Endet bei NPC: Hier kommt der NPC Name hin der im Questlog steht

**Edit* "Tips in der Questdatenbank:*
Mir ist nun schon häufiger aufgefallen das die Questtexte mit "Tips" verändert werden/wurden.
Es gehört absolut kein Tip in den Questtext, dazu gibt es die Kommentarfunktion.



Liebe Grüße,
Derida


----------



## Myronn (30. Mai 2007)

Huhu zusammen,
danke Derida für die tolle Zusammenfassung! Ich denke, es wird allen helfen, wenn wir klare Regeln für bestimmte Fälle und Situationen haben.
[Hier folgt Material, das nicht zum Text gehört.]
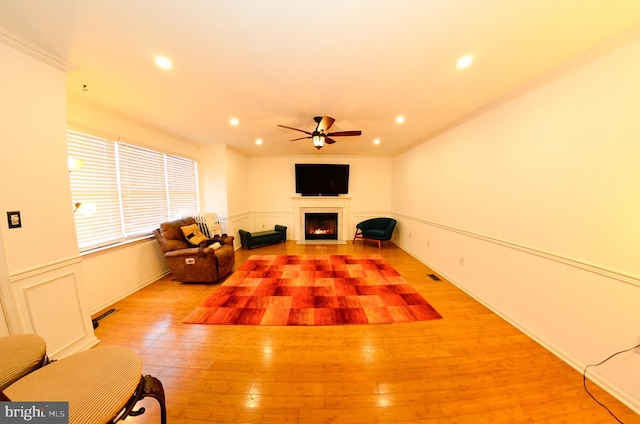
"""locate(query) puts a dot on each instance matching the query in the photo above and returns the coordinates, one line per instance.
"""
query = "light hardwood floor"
(469, 367)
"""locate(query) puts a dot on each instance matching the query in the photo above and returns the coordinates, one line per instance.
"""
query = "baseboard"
(118, 298)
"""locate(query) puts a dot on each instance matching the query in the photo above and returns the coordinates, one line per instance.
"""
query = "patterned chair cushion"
(97, 383)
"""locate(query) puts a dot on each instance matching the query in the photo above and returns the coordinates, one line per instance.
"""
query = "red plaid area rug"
(313, 290)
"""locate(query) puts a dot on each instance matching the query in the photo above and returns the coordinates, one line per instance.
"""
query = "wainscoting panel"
(264, 221)
(50, 303)
(579, 311)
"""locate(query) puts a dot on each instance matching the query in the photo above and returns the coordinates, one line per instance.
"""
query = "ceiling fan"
(321, 135)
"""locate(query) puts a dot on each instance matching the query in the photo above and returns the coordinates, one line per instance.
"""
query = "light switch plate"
(14, 220)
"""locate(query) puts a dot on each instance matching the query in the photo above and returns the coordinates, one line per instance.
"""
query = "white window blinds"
(95, 183)
(134, 189)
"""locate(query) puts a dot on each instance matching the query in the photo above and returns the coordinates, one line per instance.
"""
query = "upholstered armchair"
(375, 229)
(99, 385)
(204, 262)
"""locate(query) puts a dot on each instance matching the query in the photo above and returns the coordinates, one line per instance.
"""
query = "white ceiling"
(362, 62)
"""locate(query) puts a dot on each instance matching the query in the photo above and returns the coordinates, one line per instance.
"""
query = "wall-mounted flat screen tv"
(314, 179)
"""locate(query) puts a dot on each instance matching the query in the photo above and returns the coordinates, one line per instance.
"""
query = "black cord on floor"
(584, 380)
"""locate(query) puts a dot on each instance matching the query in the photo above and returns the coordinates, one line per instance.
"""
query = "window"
(133, 189)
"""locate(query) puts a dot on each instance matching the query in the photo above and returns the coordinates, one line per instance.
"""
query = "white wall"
(43, 289)
(540, 198)
(271, 186)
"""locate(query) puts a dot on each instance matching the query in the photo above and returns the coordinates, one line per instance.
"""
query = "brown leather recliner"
(194, 264)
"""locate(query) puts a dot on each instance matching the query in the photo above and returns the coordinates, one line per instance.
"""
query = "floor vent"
(97, 319)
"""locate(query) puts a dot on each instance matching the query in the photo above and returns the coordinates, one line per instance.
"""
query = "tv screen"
(322, 179)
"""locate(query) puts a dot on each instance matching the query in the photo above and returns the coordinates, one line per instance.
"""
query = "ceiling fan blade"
(325, 123)
(344, 133)
(295, 129)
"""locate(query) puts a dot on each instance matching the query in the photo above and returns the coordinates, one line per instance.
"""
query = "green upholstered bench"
(262, 238)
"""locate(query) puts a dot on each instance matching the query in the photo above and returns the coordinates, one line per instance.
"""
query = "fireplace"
(321, 204)
(320, 226)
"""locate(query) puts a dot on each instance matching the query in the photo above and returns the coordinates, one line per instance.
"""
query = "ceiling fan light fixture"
(318, 141)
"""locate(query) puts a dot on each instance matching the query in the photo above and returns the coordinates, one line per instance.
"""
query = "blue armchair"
(375, 229)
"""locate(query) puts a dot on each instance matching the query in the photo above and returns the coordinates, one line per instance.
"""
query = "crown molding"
(27, 47)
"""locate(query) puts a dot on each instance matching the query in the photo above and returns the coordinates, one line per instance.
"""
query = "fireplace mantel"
(304, 204)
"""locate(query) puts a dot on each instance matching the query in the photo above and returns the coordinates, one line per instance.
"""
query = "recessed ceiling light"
(464, 61)
(163, 62)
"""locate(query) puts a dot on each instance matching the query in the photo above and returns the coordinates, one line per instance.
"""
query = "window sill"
(126, 243)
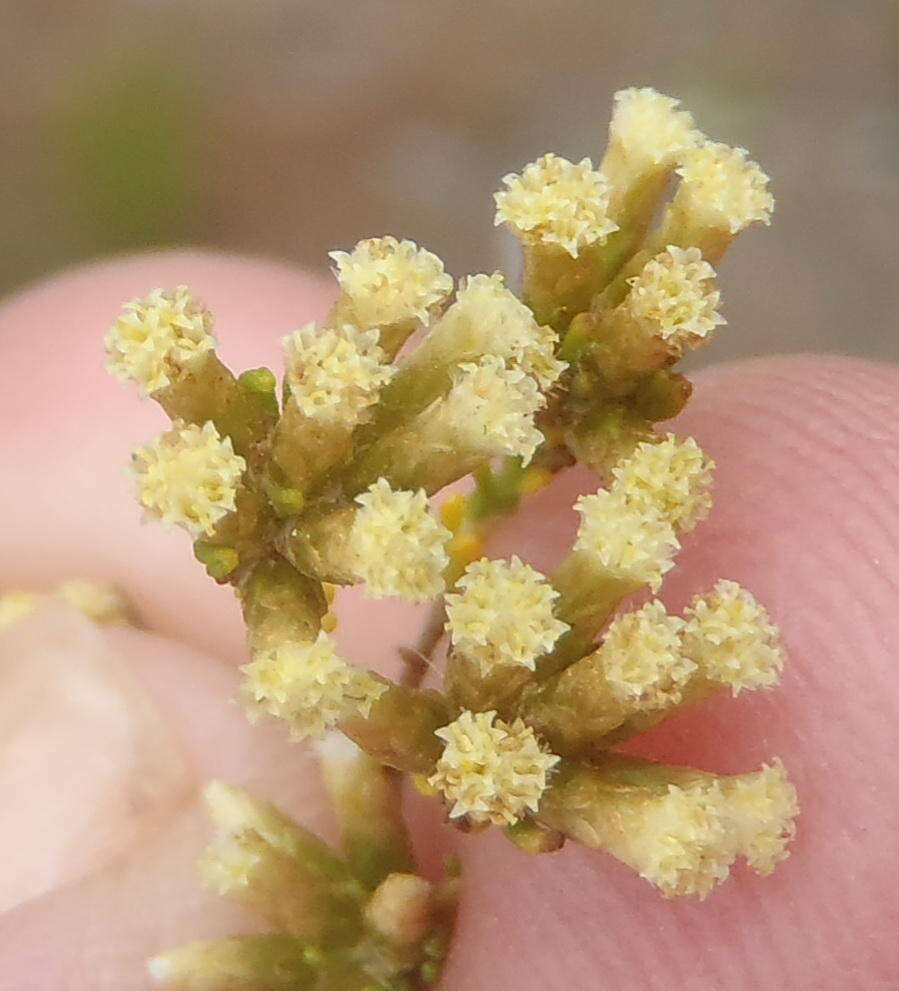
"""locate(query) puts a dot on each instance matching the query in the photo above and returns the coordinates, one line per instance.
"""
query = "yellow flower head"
(308, 685)
(335, 373)
(156, 337)
(650, 128)
(188, 477)
(721, 187)
(674, 298)
(503, 614)
(642, 658)
(626, 539)
(398, 546)
(391, 282)
(763, 806)
(491, 770)
(671, 477)
(489, 409)
(554, 201)
(488, 319)
(730, 636)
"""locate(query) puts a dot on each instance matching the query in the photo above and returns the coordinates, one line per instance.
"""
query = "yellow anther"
(534, 480)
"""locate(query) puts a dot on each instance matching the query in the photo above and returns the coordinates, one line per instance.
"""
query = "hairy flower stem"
(588, 597)
(304, 450)
(557, 286)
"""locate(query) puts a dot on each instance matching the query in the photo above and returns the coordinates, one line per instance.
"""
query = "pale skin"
(806, 510)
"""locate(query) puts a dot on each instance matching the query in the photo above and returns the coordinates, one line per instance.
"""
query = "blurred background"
(287, 128)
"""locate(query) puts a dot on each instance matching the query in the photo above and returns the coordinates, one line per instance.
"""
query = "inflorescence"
(329, 484)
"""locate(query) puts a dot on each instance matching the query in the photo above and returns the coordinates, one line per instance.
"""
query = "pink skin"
(805, 516)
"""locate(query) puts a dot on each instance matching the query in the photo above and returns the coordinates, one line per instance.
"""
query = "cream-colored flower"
(188, 477)
(650, 128)
(491, 770)
(721, 187)
(503, 614)
(398, 546)
(156, 337)
(308, 685)
(732, 639)
(391, 282)
(555, 201)
(16, 605)
(642, 658)
(626, 538)
(674, 298)
(490, 410)
(671, 477)
(487, 319)
(335, 373)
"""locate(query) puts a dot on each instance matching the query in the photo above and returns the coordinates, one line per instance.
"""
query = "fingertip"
(806, 517)
(68, 428)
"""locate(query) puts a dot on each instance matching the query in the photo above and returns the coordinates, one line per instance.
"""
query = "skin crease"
(805, 516)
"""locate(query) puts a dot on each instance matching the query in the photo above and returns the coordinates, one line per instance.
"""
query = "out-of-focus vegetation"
(290, 127)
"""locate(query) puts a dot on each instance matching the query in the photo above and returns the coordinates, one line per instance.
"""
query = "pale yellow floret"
(721, 187)
(156, 337)
(99, 602)
(491, 770)
(228, 864)
(650, 128)
(672, 477)
(674, 298)
(732, 639)
(642, 658)
(682, 844)
(234, 811)
(503, 614)
(763, 806)
(555, 201)
(400, 909)
(335, 373)
(391, 282)
(490, 410)
(625, 538)
(398, 545)
(188, 477)
(16, 605)
(486, 318)
(308, 685)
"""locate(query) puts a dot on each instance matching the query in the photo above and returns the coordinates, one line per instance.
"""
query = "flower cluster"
(290, 496)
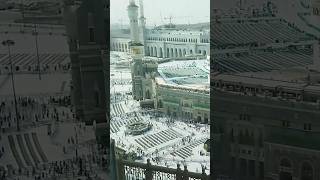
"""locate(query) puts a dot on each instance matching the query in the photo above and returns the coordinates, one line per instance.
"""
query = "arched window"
(97, 98)
(284, 165)
(306, 171)
(285, 162)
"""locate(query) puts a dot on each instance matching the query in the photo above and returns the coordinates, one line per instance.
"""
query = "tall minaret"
(133, 16)
(137, 52)
(142, 23)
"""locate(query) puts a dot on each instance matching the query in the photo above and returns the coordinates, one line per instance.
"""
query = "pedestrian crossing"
(116, 124)
(26, 149)
(157, 139)
(27, 59)
(186, 151)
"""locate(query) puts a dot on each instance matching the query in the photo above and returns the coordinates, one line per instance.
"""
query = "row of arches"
(171, 52)
(191, 40)
(120, 46)
(286, 170)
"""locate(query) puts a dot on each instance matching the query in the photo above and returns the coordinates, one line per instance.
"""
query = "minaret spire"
(141, 8)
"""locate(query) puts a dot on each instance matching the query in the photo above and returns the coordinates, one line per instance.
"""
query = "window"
(97, 100)
(285, 123)
(307, 126)
(91, 34)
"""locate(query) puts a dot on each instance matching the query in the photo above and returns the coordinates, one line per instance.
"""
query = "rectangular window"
(91, 34)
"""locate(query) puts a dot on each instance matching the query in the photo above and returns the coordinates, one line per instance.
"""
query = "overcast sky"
(182, 11)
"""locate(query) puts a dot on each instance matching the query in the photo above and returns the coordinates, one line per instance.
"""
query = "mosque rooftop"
(185, 73)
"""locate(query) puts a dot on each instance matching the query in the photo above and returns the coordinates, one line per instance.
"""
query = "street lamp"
(35, 33)
(9, 43)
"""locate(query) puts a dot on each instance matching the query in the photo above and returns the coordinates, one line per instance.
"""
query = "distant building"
(178, 98)
(164, 42)
(86, 31)
(265, 100)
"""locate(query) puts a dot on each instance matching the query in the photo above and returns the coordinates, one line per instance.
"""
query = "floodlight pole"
(9, 43)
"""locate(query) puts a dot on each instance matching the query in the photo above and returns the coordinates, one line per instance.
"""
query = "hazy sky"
(182, 11)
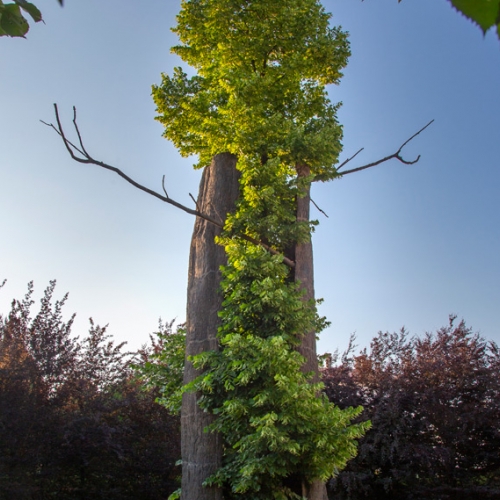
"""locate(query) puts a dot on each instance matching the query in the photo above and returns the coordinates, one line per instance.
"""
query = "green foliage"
(255, 93)
(12, 20)
(259, 93)
(162, 366)
(484, 13)
(274, 424)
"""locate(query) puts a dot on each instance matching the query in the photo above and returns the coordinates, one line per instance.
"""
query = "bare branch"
(396, 155)
(87, 159)
(349, 159)
(322, 211)
(195, 202)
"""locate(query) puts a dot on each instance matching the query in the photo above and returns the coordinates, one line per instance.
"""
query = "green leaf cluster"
(259, 92)
(484, 13)
(163, 367)
(12, 20)
(274, 423)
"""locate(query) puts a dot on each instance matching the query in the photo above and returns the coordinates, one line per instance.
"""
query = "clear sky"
(403, 245)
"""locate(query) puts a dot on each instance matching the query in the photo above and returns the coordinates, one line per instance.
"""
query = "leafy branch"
(12, 21)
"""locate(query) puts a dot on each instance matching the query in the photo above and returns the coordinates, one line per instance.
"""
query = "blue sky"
(403, 245)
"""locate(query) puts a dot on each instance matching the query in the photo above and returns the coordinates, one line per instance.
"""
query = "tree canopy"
(259, 94)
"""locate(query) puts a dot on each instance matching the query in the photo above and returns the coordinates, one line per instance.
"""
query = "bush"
(434, 404)
(75, 422)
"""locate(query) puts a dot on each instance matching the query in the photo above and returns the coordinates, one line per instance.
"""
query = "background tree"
(75, 422)
(434, 405)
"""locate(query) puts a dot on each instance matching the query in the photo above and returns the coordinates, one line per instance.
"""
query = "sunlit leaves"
(12, 20)
(260, 94)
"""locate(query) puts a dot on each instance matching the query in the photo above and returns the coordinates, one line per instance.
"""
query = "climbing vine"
(259, 93)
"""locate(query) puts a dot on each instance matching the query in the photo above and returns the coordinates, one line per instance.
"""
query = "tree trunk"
(202, 451)
(304, 272)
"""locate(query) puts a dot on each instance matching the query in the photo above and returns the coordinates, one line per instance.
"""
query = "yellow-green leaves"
(260, 94)
(262, 67)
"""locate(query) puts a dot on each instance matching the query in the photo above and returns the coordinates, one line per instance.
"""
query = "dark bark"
(304, 273)
(202, 451)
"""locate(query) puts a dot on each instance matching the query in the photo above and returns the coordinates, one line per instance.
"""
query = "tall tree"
(259, 96)
(257, 104)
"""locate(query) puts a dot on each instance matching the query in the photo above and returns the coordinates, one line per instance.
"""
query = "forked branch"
(396, 156)
(80, 154)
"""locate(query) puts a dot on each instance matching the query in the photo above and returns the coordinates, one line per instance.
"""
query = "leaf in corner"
(31, 9)
(485, 13)
(12, 22)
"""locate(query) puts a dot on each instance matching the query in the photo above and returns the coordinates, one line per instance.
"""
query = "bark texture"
(201, 451)
(304, 272)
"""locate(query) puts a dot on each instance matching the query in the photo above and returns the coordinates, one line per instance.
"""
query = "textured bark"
(202, 451)
(304, 272)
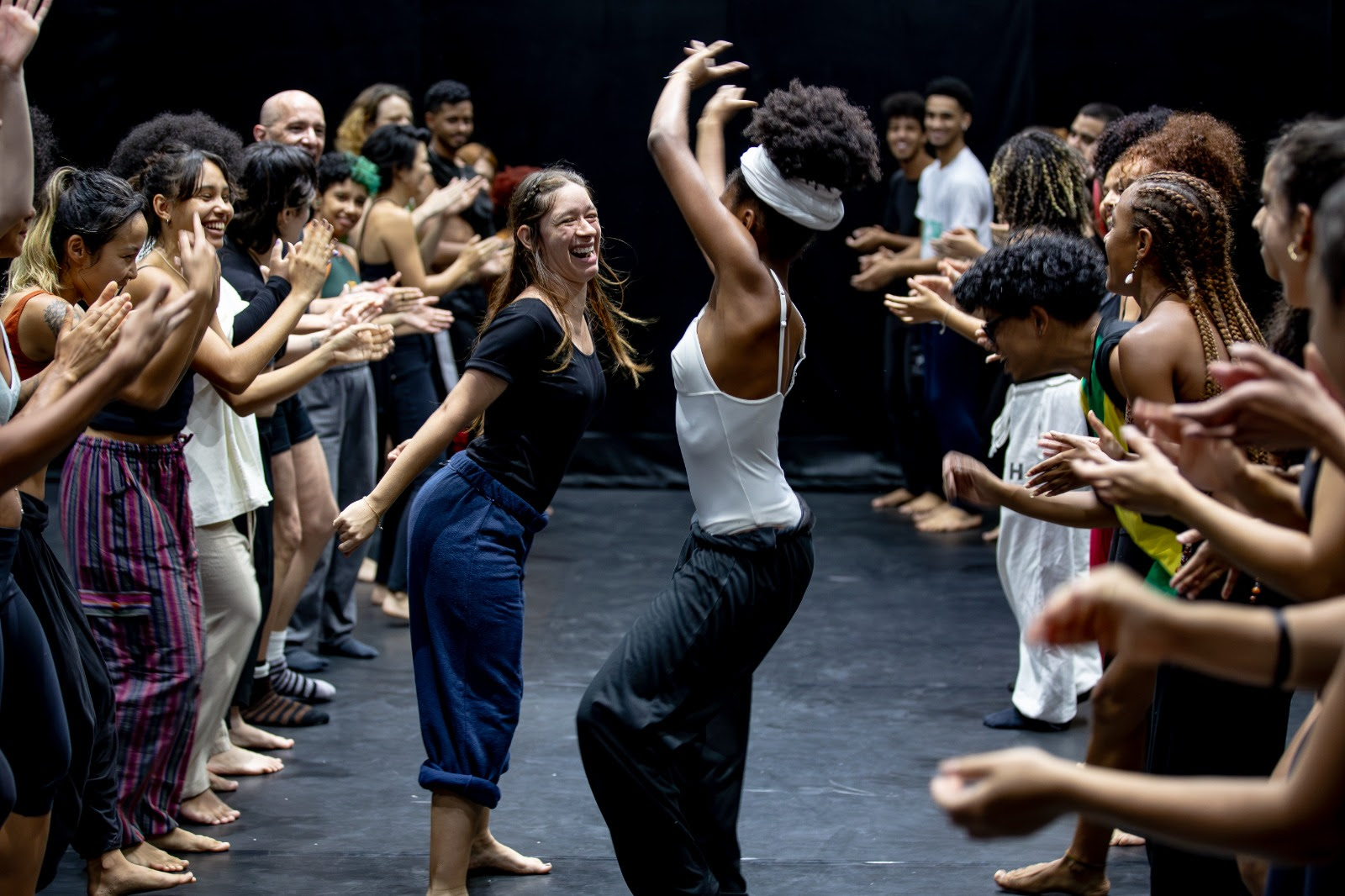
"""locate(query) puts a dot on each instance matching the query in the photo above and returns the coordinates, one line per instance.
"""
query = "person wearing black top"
(535, 383)
(903, 361)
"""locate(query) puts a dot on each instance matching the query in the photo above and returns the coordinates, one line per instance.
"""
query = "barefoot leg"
(235, 761)
(24, 840)
(1121, 703)
(183, 841)
(454, 824)
(488, 851)
(252, 737)
(113, 875)
(150, 856)
(208, 809)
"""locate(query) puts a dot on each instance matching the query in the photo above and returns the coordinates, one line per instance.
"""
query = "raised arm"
(398, 235)
(167, 365)
(725, 242)
(93, 361)
(233, 367)
(470, 398)
(19, 24)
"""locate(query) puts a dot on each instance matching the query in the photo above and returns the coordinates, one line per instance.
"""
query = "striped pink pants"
(132, 548)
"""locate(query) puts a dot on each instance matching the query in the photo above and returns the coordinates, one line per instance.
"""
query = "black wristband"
(1284, 658)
Wichtig ist vielleicht auch, dass man, wenn man Fragen hat oder unsicher ist, lieber erstmal hier nachfragt, bevor sich falsche Dinge in die DB einschleichen. 

Viele Grüße
Myronn


----------



## Varnamys (31. Mai 2007)

Das sind doch mal klare Ansagen mit denn man etwas anfangen kann. Danke für die Hilfe


----------



## Hamrok (30. Juli 2007)

Ich habe da mal eine Frage zu den Namen bei "Startet bei NPC". Was trägt man denn den Start NPC ein, wenn die Quest mit einem Random Drop startet?

Ich habe im Nördlichen Ered Luin bei einem einfachen Warg ein Halsband gefunden. Ihr könnt Euch ja mal die Quest anschauen ... Nordhöhen -> 41er Quest.


----------



## Dargrimm (31. Juli 2007)

Hamrok schrieb:


> Ich habe da mal eine Frage zu den Namen bei "Startet bei NPC". Was trägt man denn den Start NPC ein, wenn die Quest mit einem Random Drop startet?
> 
> Ich habe im Nördlichen Ered Luin bei einem einfachen Warg ein Halsband gefunden. Ihr könnt Euch ja mal die Quest anschauen ... Nordhöhen -> 41er Quest.



Vorschlag: Startet durch <Item>

mfg

Flo


----------